Vous êtes invités dans le salon d’un couple de retraités ayant réuni ses enfants, pour leur annoncer une nouvelle qui perturbe l’équilibre familial. Promesse d’un moment de qualité truffé de rebondissements. À la clé, une introspection décomplexante.

Un changement de vie permis par un jeu de hasard va faire voler en éclats la belle unité familiale. Crédits photo : Théâtre de Paris

Détail non négligeable : les deux auteurs sont frères et soeurs. Emmanuel et Armelle Patron ont écrit Chers parents, est une comédie familiale jouée au Théâtre de Paris jusqu’au 28 avril 2024. Le pitch ? Pierre, Jules et Louise ont été convoqués d’urgence par leurs parents, Jeanne et Vincent, qui ont quelque chose de très important à leur annoncer.

Les trois enfants bouleversés craignent le pire et imaginent des scénarios moroses.

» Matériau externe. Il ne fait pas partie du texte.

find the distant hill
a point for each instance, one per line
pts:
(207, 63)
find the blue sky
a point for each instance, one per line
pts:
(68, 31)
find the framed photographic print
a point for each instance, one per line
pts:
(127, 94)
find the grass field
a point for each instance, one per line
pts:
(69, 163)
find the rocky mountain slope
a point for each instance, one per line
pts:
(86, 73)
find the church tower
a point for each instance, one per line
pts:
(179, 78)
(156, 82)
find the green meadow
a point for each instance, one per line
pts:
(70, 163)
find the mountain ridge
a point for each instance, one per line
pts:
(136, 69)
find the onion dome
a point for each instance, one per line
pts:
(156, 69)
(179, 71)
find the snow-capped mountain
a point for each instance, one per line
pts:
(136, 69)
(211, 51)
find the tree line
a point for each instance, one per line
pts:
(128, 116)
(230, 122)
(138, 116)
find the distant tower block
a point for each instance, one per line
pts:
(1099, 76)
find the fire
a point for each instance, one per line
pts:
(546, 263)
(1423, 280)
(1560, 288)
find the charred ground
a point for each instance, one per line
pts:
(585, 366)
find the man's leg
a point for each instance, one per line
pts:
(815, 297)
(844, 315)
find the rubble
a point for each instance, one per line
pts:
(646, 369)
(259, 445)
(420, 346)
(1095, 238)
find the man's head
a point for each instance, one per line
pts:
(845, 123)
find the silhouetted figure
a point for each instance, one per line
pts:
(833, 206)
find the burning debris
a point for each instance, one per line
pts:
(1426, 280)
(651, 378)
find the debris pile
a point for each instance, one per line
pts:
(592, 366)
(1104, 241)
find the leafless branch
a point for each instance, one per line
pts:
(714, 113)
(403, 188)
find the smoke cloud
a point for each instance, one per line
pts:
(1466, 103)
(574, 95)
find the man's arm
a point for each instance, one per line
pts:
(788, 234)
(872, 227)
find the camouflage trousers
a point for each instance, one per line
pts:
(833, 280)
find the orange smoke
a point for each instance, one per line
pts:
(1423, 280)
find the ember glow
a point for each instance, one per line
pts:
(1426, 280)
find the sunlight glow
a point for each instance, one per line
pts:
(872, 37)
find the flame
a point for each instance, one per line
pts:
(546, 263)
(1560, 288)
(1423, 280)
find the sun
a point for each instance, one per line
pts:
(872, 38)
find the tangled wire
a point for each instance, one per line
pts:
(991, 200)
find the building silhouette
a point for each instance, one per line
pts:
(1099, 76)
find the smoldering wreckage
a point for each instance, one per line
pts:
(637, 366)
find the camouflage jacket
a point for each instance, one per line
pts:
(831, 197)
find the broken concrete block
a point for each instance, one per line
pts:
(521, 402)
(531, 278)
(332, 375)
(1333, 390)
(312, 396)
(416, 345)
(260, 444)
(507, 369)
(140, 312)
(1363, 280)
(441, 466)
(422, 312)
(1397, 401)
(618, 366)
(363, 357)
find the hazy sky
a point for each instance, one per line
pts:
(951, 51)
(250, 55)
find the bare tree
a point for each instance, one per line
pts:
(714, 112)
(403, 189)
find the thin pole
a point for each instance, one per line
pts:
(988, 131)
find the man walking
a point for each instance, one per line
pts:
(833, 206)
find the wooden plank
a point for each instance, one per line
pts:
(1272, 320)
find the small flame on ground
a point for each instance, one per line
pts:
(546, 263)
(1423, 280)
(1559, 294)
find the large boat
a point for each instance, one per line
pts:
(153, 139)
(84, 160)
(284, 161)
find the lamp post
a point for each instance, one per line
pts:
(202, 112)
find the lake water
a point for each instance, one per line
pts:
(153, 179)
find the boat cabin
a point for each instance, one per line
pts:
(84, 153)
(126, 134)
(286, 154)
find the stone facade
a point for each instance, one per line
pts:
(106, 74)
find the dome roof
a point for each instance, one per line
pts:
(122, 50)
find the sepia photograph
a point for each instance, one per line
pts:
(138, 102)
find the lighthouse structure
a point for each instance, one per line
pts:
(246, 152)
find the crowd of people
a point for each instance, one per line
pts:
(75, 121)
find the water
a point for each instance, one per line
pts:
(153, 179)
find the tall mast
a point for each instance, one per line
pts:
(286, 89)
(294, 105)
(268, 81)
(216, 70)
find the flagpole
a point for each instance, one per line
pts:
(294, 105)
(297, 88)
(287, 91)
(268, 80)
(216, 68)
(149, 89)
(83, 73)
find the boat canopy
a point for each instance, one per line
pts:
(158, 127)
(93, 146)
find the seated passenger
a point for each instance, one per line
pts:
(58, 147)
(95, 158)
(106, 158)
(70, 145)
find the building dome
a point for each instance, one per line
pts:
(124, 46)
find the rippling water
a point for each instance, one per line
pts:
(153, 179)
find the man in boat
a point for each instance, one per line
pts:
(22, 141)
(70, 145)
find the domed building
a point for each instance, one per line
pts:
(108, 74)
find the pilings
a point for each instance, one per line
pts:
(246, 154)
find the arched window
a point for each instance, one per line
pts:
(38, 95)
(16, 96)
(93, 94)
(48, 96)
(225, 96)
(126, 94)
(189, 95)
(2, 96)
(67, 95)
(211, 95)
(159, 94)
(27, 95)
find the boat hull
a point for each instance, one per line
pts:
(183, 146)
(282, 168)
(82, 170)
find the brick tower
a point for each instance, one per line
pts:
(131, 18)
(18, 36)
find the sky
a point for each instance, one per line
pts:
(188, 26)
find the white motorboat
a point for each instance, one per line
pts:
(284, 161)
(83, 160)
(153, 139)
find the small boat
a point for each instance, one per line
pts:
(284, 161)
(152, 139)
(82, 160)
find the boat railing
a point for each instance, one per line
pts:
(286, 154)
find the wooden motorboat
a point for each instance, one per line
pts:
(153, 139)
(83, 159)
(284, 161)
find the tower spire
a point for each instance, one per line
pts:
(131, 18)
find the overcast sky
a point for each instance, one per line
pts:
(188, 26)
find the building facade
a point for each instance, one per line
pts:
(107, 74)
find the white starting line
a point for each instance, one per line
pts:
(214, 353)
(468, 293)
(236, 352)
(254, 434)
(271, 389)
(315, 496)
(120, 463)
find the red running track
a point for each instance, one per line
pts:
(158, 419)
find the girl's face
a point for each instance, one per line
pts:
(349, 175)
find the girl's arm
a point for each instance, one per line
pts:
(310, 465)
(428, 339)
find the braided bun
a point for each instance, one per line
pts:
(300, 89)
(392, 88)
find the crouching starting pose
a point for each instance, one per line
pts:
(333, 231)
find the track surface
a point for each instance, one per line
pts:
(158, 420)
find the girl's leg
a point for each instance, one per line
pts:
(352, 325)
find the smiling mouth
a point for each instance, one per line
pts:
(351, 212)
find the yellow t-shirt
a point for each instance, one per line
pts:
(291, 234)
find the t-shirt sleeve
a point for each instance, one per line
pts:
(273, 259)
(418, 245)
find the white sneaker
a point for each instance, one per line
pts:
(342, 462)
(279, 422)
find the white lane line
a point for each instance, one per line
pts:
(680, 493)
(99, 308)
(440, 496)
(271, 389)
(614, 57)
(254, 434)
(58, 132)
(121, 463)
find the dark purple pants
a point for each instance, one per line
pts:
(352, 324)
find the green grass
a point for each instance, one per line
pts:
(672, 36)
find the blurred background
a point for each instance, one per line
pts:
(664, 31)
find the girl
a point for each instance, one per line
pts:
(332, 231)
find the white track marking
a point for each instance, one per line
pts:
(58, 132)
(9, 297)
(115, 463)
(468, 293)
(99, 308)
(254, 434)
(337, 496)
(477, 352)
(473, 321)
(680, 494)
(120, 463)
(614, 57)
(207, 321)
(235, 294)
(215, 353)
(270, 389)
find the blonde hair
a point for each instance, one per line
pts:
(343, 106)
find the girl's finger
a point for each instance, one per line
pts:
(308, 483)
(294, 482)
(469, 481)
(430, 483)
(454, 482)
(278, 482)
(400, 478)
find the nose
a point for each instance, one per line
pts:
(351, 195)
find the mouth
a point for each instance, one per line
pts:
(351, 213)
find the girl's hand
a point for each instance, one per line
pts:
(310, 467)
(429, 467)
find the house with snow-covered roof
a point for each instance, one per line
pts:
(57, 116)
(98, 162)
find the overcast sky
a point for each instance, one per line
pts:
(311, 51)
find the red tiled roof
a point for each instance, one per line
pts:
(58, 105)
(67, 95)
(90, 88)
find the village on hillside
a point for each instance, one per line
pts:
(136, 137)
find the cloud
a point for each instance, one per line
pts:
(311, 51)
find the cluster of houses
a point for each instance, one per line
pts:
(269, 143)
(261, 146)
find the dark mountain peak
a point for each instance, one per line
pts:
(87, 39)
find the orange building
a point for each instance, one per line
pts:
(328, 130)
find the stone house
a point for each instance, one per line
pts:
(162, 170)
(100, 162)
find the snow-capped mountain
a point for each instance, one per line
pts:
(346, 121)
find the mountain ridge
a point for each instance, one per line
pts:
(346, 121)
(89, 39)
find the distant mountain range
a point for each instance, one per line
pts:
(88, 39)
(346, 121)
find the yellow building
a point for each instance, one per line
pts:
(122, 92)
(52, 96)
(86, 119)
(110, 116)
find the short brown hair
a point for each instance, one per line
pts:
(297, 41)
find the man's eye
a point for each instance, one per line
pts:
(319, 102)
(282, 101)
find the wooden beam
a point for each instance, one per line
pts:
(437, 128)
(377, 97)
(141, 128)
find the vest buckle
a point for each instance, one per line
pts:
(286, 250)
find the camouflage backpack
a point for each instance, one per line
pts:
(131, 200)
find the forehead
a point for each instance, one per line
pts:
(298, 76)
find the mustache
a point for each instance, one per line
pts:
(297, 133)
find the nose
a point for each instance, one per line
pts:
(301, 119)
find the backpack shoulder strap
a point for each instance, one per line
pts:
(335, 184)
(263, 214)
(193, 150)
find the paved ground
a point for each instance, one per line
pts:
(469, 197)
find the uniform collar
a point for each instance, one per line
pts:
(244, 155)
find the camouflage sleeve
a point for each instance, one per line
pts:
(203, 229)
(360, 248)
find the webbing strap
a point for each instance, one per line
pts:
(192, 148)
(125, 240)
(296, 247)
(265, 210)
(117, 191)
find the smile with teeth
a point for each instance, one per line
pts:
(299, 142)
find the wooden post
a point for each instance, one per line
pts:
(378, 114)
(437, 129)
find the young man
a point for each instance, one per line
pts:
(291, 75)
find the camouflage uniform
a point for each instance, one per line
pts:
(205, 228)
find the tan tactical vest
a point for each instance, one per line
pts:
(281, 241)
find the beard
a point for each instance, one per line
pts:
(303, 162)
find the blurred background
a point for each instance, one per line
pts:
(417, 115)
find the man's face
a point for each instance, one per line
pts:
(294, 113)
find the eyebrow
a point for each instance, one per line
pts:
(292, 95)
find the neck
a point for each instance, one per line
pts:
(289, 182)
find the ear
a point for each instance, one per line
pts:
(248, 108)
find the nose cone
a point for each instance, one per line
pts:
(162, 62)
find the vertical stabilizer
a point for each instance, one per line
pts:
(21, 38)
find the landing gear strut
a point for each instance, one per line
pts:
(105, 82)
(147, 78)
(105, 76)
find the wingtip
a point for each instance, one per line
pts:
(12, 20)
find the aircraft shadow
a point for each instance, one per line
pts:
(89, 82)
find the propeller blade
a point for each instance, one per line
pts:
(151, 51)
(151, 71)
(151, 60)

Mais le pire n’est pas celui qu’ils croient : un changement de vie permis par un jeu de hasard va faire voler en éclats la belle unité familiale… et révéler la nature profonde de chacun ! Chers parents aborde des sujets variés comme la famille, l’avidité, le rôle de parents, les animosités cachées et la révélation de soi.

ÉLÉMENT PERTURBATEUR (OU LIBÉRATEUR)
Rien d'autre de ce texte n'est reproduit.